Is this violent action creating a division in society? A mutual desire for revenge?

 

 

What is creating the division is the slow pace of government reaction and the inability of the security agencies to conclude investigations and bring people to trial. This is what is creating a feeling of helplessness and leading people to a culture of self defence as an option. If the government acted decisively, people would learn a lesson.

 

 

Is there anybody who is gaining from this crisis?

 

 

Absolutely. The local sponsors and those who are manipulating the process are getting huge sums of money from abroad and some Arab countries. It is important to stress that since the early 60s, Arab Muslims have funded conversion efforts by Muslims, under the Dawah project. Ghaddafi was a big funder and the illusion is that somehow Nigeria is the best strategic place for the consolidation of the domination of Islam in Africa. At the level of the security agencies in Nigeria, they are getting fat from this. This has been the case since the Niger-Delta crisis which again was resolved with a great amount of money. In this year’s budget alone, the federal government has budgeted one trillion naira for security! This is about the same amount as the national budget some two years ago.

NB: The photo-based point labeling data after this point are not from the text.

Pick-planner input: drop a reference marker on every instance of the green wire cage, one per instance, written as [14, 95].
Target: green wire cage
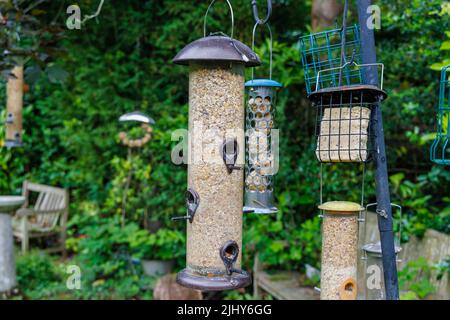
[440, 149]
[322, 51]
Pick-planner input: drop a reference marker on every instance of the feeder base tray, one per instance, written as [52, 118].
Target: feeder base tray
[233, 282]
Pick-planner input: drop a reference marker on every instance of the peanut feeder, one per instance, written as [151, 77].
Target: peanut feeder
[216, 158]
[339, 250]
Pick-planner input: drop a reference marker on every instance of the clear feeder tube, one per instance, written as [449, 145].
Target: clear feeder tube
[216, 95]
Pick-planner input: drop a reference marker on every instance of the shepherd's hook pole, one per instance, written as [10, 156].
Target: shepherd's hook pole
[384, 210]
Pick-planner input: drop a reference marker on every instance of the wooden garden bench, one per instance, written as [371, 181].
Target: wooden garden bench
[44, 217]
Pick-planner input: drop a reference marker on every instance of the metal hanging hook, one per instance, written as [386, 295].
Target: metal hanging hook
[270, 48]
[232, 18]
[256, 15]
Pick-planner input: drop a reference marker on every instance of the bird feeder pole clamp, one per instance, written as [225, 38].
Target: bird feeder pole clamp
[216, 119]
[385, 224]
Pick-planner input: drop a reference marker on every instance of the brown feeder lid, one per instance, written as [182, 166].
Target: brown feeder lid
[372, 93]
[341, 207]
[217, 48]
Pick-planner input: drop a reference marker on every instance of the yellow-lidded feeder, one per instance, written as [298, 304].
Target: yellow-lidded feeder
[339, 250]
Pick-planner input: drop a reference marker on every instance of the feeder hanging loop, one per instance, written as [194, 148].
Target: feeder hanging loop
[232, 17]
[258, 20]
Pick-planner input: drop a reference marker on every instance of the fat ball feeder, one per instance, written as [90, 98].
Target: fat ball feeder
[261, 145]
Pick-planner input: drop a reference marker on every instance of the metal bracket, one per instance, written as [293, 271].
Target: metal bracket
[229, 152]
[192, 204]
[229, 254]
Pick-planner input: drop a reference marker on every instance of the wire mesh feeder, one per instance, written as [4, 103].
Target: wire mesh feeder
[344, 118]
[440, 149]
[320, 51]
[260, 145]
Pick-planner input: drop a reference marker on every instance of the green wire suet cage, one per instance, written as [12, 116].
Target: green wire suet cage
[321, 51]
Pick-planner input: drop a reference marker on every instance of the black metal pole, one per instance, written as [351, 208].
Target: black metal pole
[384, 210]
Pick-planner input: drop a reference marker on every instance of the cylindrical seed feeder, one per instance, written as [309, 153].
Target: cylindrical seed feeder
[260, 142]
[344, 114]
[373, 266]
[216, 160]
[14, 106]
[339, 250]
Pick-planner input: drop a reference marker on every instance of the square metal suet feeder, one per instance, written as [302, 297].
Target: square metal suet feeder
[344, 119]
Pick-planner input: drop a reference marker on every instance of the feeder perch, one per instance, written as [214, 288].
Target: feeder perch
[216, 145]
[339, 250]
[440, 149]
[14, 106]
[321, 51]
[260, 142]
[343, 125]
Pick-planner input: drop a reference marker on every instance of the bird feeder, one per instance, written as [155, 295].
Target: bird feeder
[216, 158]
[260, 142]
[14, 106]
[339, 250]
[440, 149]
[344, 113]
[322, 50]
[373, 287]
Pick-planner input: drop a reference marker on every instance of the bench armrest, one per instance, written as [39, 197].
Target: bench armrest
[27, 212]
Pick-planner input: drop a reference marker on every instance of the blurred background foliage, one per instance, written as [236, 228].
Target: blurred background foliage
[121, 62]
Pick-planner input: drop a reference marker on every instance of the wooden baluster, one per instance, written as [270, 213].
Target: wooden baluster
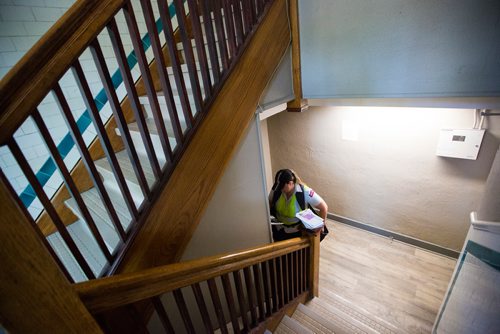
[244, 17]
[176, 63]
[280, 279]
[238, 23]
[71, 186]
[241, 300]
[229, 23]
[291, 276]
[253, 12]
[135, 37]
[181, 304]
[228, 292]
[162, 314]
[91, 169]
[286, 278]
[162, 70]
[301, 269]
[103, 138]
[35, 227]
[202, 306]
[51, 211]
[200, 47]
[274, 284]
[221, 37]
[247, 16]
[188, 53]
[212, 47]
[119, 117]
[250, 293]
[297, 272]
[304, 270]
[257, 274]
[314, 265]
[128, 81]
[308, 267]
[217, 305]
[260, 7]
[265, 282]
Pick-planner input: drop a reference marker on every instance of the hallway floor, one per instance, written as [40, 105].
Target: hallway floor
[396, 282]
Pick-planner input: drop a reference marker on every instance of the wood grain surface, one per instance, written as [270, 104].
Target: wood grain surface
[397, 282]
[178, 211]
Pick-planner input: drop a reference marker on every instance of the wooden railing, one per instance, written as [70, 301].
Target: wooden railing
[250, 285]
[227, 27]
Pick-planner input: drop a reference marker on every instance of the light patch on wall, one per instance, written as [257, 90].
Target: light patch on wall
[350, 130]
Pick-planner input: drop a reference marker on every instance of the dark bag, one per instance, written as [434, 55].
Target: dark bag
[302, 203]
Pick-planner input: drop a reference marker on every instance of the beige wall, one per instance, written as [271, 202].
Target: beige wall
[236, 216]
[390, 177]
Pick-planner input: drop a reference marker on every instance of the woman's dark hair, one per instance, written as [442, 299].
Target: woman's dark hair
[283, 176]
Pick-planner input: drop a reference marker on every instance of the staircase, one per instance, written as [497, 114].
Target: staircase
[79, 230]
[124, 218]
[333, 314]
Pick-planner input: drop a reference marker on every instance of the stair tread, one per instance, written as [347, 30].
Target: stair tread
[332, 301]
[334, 322]
[127, 169]
[290, 325]
[150, 123]
[87, 245]
[318, 324]
[100, 216]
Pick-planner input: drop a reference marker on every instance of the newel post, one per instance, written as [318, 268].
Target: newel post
[314, 266]
[35, 297]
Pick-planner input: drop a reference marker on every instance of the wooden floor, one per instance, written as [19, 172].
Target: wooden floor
[399, 283]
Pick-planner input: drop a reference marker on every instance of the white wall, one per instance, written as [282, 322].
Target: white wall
[236, 218]
[390, 176]
[237, 215]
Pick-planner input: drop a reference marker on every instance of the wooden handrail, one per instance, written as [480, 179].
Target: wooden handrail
[49, 59]
[110, 292]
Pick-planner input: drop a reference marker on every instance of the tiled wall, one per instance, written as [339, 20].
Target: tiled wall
[22, 23]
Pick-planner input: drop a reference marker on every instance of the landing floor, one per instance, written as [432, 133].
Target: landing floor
[399, 283]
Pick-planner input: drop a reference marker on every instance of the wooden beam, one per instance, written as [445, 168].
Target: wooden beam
[107, 293]
[298, 104]
[79, 172]
[35, 297]
[177, 212]
[27, 83]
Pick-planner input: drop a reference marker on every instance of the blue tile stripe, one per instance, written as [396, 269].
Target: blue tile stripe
[49, 167]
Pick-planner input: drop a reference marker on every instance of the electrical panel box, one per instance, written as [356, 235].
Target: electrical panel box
[460, 143]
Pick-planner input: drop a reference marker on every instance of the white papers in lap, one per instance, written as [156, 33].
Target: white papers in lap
[309, 219]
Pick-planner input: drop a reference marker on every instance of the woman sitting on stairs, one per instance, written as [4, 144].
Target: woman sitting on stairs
[288, 196]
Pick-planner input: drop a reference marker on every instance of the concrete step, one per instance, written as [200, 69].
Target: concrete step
[87, 245]
[332, 303]
[155, 139]
[144, 100]
[289, 325]
[318, 323]
[100, 215]
[110, 182]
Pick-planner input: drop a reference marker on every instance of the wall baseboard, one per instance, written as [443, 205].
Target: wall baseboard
[396, 236]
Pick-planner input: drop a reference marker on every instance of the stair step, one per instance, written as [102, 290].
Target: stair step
[331, 301]
[289, 325]
[87, 245]
[106, 172]
[100, 216]
[318, 324]
[144, 100]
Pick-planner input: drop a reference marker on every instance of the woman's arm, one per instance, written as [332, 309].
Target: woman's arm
[323, 209]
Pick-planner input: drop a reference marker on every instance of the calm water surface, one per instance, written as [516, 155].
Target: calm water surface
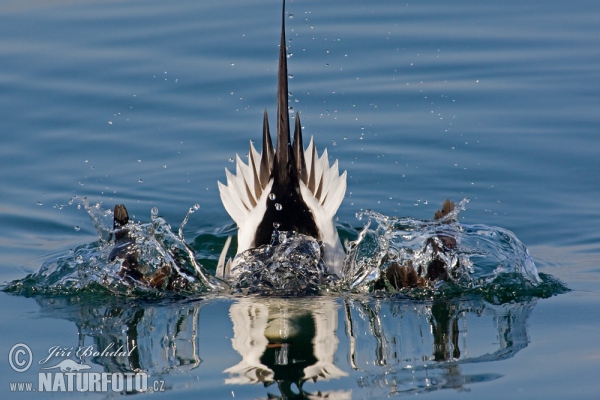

So, yes, this crisis has become a meal ticket and that is quite dangerous for us.

 

Is there a way out? And what is it?

 

 

Some times, an exit is not the best option if the alternatives are not weighed properly. In the short term, I think that the federal government should drop the idea of a military solution by starting and setting a target for the withdrawal of the military from our streets. The political class must be encouraged to find a solution to what is clearly a political problem and not a religious one. Community leaders (not necessarily religious leaders) must be encouraged to take charge by embarking on initiatives that aim at bringing communities together. If this happens, public confidence can be built up because there will never be a military solution as their presence as it merely glorifies violence. Gradually, they are becoming an army of occupation and their influence will gradually wane. Finally, the federal government must embark on a programme for the rehabilitation and reconstruction of destroyed communities. This will create confidence and reduce the amount of frustration and bitterness among ordinary people.

 

How does the everyday life of your diocese and your faithful continue in such a violent context?

 

 

Sokoto, strange as it may sound, is quite peaceful. We have not had a single incident here. I have encouraged our people to remain alert but we have decided not to change our lifestyle, that is, changing times for mass and prayers due to fear. I have told my people that fear is not in the vocabulary of any true Christian. So, we have continued to carry out our normal duties and pursuits.

 

Do you feel as if your life is in danger?

 

I have never felt a sense of fear because I believe that any day or anywhere is a good enough day or place to die. No part of this world is so insulated from threats to life. For us here, it may be the violence of Boko Haram, for some parts of the United States it is the hurricanes, for some parts of the world it is a tsunami and so on. So, our lives are in the hands of God, not in human security.

 

The bishop Kaigama denounced the absence of the state in this situation, the lack of military protection for the people and the villages systematically attacked by violent groups. Do you agree?

 

 

His Excellency is right, but as I have said, perhaps in some situations there is too much presence on the part of the state with its instruments of violence. This makes people anxious, but on the whole, he is right.

 

Who is the truly responsible for the current situation?

 

 

If I or anyone else knew, we would not be here.